By Neil Johnson - January 20th 2023

 

JANESVILLE

While it’s not clear whether Janesville city officials will see a formal request to set a referendum on the proposed Woodman’s Sports & Convention Center, seven Rock County Board members say they favor plans for the center.

The county board has remained financially uninvolved with the $50.3 million proposed two-sheet indoor ice arena and convention center at Uptown Janesville on Milton Avenue.

But one county board member, Beloit resident Mike Zoril, said Tuesday that he and others have signed on to a resolution the county board read in last week in a proposed letter to the Janesville City Council. The board member’s letter expresses support for a public referendum that would gauge whether city of Janesville residents favor public spending on the Woodman’s Center.

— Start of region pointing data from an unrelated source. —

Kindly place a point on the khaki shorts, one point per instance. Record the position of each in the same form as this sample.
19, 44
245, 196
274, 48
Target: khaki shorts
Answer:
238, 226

The proposed county board resolution asks the city of Janesville to “sponsor” a ballot referendum question.

The measure as of Tuesday had not been placed on any county agenda for consideration.

Separately, a group of residents calling themselves taxpayer watchdogs have circulated a petition for a public referendum that would ask Janesville taxpayers on an election ballot — as early as the April election — whether the city should spend taxpayer money on the Woodman’s Center.

That group or any other petitioner has by law until Jan. 24 to submit a ballot referendum initiative to the city to get it placed on the April ballot. The residents’ group has been actively circulating its petition, and members asked the city council last week to support a public referendum on spending for the arena.

The city council likely will vote in May or June on whether to commit funds and whether to move forward on the Woodman’s Center project.

Zoril said although the county board in November didn’t move forward on a city request for $2 million in county funding for the facility, he believes it is possible the county board could in the future look at another proposal on the project—whether it’s a formal funding request or a request for a show by the county of public support.

He said he and the six other county board members who signed the letter supporting a referendum see such a measure as a reasonable way to take the temperature of city taxpayers who also pay county taxes.

“We feel it is important that the taxpayers of Janesville should be in favor of this project via referendum before the Rock County Board takes any further action of support,” Zoril said.

The proposed county resolution also encourages the city of Janesville to hire an auditor to review the project’s construction costs and the center’s future operational costs.

The city of Janesville’s legal counsel has said such a referendum by law would only be “non-binding,” meaning if the city council decided to place it on a ballot, the council would not be required to honor the outcome.

The city has earmarked $17.3 million in potential borrowing and could opt to spend more through a 5-2 council vote late last year that did not include a cap on the city’s borrowing for the project.

The city of Janesville asked the Rock County Board last fall to consider kicking in $2 million in excess county sales tax revenue receipts to help pay for the public side of the two-sheet indoor ice arena, sports flex space and convention center.

The county shot down that request in its budget sessions in November by a 16-11 vote.

Other provisions Zoril and other supervisors included in the resolution would prevent Rock County staff from sending letters of support for the Woodman’s Center project—and require any county staff members to follow any past letters of support that might have been published with written disclaimers that they were exercising their own opinion, not that of the county board.

Zoril said although the county board as a whole hasn’t pledged support for the public-private project, administrators in Rock County’s economic development and public health offices at some point last fall sent the state of Wisconsin letters of support for pending grant funding requests for millions of dollars that would help fund construction of the center.

Zoril stopped short of calling the administrators’ letters “lobbying,” but he said he considers them a “conflict” based on the board’s current intentions

“There wasn’t support then, or at least not enough support from the board to say, ‘Yeah, we’re going to back this project.’” Zoril said. “But they (administrators) sent letters of support anyway, which it kind of conflicts with the way the board voted at our budget meeting on Nov. 15."